Abstract
Purpose :
This study aims to determine the patient's refractive error from the foveal pit's morphology using tridimensional modeling of the foveal pit and machine-learning algorithms.
Methods :
Eighty-five subjects (47 males and 38 females) with ages ranging from 18 to 27 were evaluated. We divided the study into three stages: (1) clinical, (2) extraction of the foveal pit morphology, and (3) machine-learning models. (1) The axial length (AL) and spherical equivalent (SE) of each participant were obtained with an IOL Master 700 and an autorefractometer. The spherical equivalent was also verified through wet retinoscopy. We classified the groups in terms of their mean axial length and spherical equivalent. (2) A 3D foveal pit model of each participant was obtained from images obtained with a Spectralis OCT (Heidelberg Engineering). We obtained three areas along with the pit: the rim, the mid, and the flat. The volume of the pit, the macula, and the retina were also calculated. (3) Then, we trained seven machine learning models: Artificial Neural Network (ANN), Classification and Regression Trees (CART), k-Nearest Neighbors (kNN), Linear Discriminant Analysis (LDA), Ordinal Logistic Regression (OLR), Support Vector Machines (SVM), and Random Forest (RF).
Results :
(1) The short-eye group has an average axial length of 22.5 mm (21.82/22.89 mm) and a spherical equivalent of +0.5 D (+0.25/+1.5 D), the emmetropic group has an average axial length of 23.62 mm (23.08/24.46 mm), and an average spherical equivalent of -0.25 D (-2.0/+1.25 D), and the long-eye group has 25.48 mm (24.7/26.60 mm) of axial length and -3.75 D (- 6.0/+0.5 D) of spherical equivalent. (2) We found that the rim's area presents the highest correlation with the refractive error of the patient.
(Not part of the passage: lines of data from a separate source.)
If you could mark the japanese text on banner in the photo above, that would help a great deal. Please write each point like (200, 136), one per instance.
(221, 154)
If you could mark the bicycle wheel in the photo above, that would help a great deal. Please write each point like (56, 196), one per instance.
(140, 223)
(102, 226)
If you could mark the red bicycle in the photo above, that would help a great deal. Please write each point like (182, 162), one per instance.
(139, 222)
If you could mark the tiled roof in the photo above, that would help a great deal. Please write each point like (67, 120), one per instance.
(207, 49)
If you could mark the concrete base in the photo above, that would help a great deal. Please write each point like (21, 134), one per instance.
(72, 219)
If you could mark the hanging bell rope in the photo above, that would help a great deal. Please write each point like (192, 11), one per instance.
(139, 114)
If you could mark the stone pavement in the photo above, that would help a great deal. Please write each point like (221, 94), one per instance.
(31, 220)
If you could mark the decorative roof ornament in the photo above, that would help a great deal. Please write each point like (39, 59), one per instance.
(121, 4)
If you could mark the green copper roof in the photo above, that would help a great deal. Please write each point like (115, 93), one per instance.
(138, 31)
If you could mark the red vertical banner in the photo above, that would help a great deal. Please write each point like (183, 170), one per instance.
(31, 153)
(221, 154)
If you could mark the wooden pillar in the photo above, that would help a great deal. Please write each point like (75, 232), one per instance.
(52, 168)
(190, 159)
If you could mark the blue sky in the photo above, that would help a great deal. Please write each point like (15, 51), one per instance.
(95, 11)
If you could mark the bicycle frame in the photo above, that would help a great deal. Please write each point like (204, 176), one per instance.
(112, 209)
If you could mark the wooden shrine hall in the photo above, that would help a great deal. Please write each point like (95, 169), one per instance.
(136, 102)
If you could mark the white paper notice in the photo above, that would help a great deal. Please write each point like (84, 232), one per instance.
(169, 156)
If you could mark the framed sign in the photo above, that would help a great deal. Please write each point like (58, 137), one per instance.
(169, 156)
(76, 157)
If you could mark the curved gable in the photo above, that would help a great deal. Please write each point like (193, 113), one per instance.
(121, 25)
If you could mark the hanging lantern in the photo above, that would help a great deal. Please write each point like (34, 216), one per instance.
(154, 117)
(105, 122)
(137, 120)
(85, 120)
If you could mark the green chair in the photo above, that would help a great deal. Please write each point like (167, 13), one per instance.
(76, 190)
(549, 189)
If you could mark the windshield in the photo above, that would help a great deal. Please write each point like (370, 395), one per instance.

Mid and the flat areas are also good predictors of the patient's refractive status. Pit volumes showed a strong association with participants' refractive status. (3) The random Forest model shows the best performance with a predictive power of 77%.
Conclusions :
The random Forest model shows the best performance in predicting axial refractive errors. This model was able to properly classify 77% of the subjects in one of the three groups: short-eyes (21 mm axial length), normal-eyes (23 mm axial length), and long-eyes (25 mm axial length).
This is a 2021 ARVO Annual Meeting abstract.